House to vote on permanent conservation incentive
The House of Representatives is set to vote Thursday on a bill to make permanent the enhanced tax incentive for conservation of farmland, rangeland, woodlands an open spaces first passed in 2006.
The incentive allows people who derive most of their income from agriculture or forestry to deduct up to 100 percent of their adjusted gross income annually from income taxes for 16 years.
“The incentive gives farmers and ranchers, in particular, an opportunity to be able to afford a conservation easement on their land,” said Russ Shay, director of public policy with Land Trust Alliance.
He said it has resulted in the conservation of an additional 250,000 acres a year, helping to increase the pace of conservation to more than 1 million acres annually, and has the potential to do a lot more if made permanent.
The problem has been the incentive has been temporary, repeatedly expiring and requiring congressional action to extend it, he said.
“Congress has gotten into the nasty habit of waiting until a year after the incentive expires and then reinstating it retroactively and for another year. That’s why we need to do long-term reauthorization,” he said.
A conservation easement takes a long time to work out. If landowners can’t count on what the law is, why would they even start the process, he posed.
Making the incentive permanent would be a “real game changer,” allowing farmers and ranchers to receive an appreciable tax benefit over time from donating an easement on their land. That’s important to conservation because farmers and ranchers “own the landscape,” Shay said.
The ability to take a tax deduction on conservation easements was initiated in the 1970s, but there was little benefit to landowners with modest income who could sell the development rights to the land for a lot more, he said.

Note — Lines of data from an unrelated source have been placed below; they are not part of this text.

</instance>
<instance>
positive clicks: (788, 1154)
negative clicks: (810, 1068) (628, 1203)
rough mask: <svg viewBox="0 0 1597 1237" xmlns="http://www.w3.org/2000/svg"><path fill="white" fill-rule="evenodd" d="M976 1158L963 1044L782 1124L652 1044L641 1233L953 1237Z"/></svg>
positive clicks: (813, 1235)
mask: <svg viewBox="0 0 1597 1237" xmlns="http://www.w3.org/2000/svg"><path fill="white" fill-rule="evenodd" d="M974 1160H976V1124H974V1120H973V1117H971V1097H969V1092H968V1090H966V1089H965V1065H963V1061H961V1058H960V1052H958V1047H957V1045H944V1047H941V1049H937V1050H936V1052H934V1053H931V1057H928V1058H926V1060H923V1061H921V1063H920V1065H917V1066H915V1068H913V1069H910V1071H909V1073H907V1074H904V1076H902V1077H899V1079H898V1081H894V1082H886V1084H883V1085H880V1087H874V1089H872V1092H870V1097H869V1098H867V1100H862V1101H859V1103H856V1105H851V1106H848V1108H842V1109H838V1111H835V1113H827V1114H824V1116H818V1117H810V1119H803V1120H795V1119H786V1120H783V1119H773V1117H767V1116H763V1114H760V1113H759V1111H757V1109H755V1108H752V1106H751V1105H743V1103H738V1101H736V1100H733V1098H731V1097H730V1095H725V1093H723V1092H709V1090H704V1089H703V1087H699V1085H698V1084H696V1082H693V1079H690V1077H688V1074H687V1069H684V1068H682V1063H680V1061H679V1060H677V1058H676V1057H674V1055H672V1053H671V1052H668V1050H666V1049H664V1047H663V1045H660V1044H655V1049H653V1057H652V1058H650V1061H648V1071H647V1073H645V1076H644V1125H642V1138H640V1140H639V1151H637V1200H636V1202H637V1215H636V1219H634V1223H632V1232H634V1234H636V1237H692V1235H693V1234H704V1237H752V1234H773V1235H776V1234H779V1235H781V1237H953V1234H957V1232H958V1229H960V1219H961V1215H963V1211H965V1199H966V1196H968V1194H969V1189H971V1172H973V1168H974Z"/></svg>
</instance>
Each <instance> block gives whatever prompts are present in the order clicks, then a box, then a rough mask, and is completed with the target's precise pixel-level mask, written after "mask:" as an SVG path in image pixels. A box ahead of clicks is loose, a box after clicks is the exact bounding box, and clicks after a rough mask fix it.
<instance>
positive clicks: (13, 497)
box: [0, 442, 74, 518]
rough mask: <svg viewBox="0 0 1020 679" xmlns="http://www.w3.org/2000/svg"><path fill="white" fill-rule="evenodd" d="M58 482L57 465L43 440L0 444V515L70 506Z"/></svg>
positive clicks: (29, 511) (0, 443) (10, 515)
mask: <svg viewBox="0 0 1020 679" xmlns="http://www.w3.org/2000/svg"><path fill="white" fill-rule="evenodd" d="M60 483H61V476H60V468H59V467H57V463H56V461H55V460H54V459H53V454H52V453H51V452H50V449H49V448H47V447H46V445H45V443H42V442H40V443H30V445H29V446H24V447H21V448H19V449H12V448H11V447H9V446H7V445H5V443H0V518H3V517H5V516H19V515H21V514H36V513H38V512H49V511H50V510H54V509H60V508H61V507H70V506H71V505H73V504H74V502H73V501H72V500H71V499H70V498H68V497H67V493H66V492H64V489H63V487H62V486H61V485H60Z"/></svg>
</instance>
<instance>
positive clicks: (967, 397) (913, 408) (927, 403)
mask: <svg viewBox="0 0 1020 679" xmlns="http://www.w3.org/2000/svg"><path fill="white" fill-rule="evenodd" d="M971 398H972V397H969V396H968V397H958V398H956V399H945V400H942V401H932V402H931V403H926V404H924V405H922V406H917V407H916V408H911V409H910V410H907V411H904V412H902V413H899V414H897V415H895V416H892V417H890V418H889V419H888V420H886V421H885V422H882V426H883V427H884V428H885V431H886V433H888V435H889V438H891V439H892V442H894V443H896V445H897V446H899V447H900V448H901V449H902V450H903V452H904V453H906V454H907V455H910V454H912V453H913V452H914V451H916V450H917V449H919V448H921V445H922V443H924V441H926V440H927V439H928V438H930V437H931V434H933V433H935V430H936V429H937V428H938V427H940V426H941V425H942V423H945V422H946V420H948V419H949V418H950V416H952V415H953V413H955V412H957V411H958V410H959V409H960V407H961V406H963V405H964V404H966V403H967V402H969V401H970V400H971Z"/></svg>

“The 100 percent of income deduction came about specifically to help farmers and ranchers who weren’t high-income people to get tax deductions that were closer to the value of the development rights they were retiring to protect farmland and other important resources,” he said
Under the previous incentive, ag landowners didn’t receive much reward for donating development rights, only a tax deduction of 30 percent of their annual adjusted gross income for a period of six years. The enhanced incentive allows a deduction of 100 percent of their income for a period of 16 years, he said.
For example, under the previous incentive, a farmer or rancher with $50,000 annual income with land worth $1 million would only be able to deduct $15,000 annually for a total of $90,000 over the six years. Under the enhanced incentive, he can deduct $50,000 annually for a total of $800,000 over the 16 years.
The $90,000 is not insubstantial but it’s a hard sell in exchange for $1 million in development rights, he said.
“Now at least the tax reward is commiserate with what he’s giving up,” he said.
The incentive also increases the non-ag tax deduction from 30 percent to 50 percent and the deduction period from six to 16 years.
Shay thinks the chance of House passage is excellent, although Democrats are hesitant because the billdoesn’t include tax increases to cover the cost of the tax breaks, he said.
If passed in the House, it would move to the Senate where there are some strong champions of the incentive and where legislation to make it permanent has passed twice, he said.